Desconozco con exactitud a partir de que momento la música de Patrick John Scott (1930, Bristol) caló en mi ánimo, pero presumiblemente fue a raíz de escuchar la banda sonora de The Shooting Party / la cacería (1984). Al contrastarla con los imágenes y los diálogos del film dirigido por Alan Bridges me di cuenta hasta qué extremo el virtuosismo de Scott hacía posible que una producción tendente a lo mediocre se elevara merced a una partitura soberbia, descriptiva, emotiva, evocadora...

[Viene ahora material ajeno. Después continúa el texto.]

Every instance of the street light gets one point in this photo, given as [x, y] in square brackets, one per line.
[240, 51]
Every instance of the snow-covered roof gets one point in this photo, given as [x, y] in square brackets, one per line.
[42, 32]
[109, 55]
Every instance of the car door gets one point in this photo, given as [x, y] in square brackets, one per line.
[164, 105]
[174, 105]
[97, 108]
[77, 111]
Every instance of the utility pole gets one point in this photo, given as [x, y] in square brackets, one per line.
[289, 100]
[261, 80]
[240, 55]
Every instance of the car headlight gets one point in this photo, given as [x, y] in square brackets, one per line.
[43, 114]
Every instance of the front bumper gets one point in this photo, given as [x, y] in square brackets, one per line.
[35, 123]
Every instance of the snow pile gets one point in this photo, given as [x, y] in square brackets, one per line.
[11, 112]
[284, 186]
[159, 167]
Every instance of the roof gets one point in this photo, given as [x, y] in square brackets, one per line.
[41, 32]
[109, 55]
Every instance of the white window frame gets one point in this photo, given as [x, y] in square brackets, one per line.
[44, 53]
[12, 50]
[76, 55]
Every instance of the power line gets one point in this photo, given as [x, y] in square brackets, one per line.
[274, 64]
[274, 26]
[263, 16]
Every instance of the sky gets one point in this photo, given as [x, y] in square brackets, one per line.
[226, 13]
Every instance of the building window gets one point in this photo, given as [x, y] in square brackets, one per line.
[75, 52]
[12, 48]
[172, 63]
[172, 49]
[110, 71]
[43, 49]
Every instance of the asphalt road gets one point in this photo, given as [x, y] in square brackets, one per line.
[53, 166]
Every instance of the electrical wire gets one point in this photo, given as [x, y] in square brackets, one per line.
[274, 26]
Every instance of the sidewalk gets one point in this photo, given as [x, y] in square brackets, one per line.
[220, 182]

A partir de entonces, leer en los créditos su nombre y apellido en producciones que, a priori, no invitaban precisamente al entusiasmo se convirtió para un servidor en un saludable ejercicio de cómo la música debe servir/integrarse a las imágenes siempre bajo el prisma de un sinfonismo que abunda en mi particular teoría de lo lesivo que suelen ser la aplicación de los sintetizadores como fondo sonoro de producciones con enmienda a franquear las barreras del paso del tiempo y, por consiguiente ser susceptibles de valorarse como clásicos. Tomemos, por ejemplo, la década de los ochenta, evaluando aquellos films que han caído en la picota, entre otras cuestiones, por creaciones al sintetizador que debían suponer un importante ahorro en el capítulo presupuestario pero que, a la postre, creaban un efecto de distorsión para con las imágenes que hoy en día nos hacen recelar sobre los logros, en un cómputo global, de los films en cuestión. Hace poco tuve ocasión de ver por primera vez la magnífica F/X Efectos mortales (1986) y su continuación, F/X 2 Ilusiones mortales (1991). Amén de la calidad de uno u otro guión, si se prefiere de una forma subliminal la partitura sinfónica de Bill Conti se revelaría todo un acierto al servicio de un thriller que combina elementos de comedia y de terror con propensión al grand guignol. Por su parte, F/X 2, además de un guión despojado de la imaginería del primero, adolece de una composición consistente, en la medida que los teclados invaden casi por completo cada uno de los rincones de la partitura escrita por Lalo Schifrin, ofreciendo un tono monocorde, exento de matices en su conjunto. A diferencia de Schifrin, pero también de Jerry Goldsmith (piensen en la peor cosecha del maestro californiano y acertarán en dar con el denominador común en forma de sintetizadores: Hoosiers, más que ídolos, Traición sin límites, Exploradores, etc.), John Williams o Maurice Jarre, entre otros muchos, John Scott se ha mantenido fiel a un sinfonismo que ha repercutido en la práctica totalidad de sus scores.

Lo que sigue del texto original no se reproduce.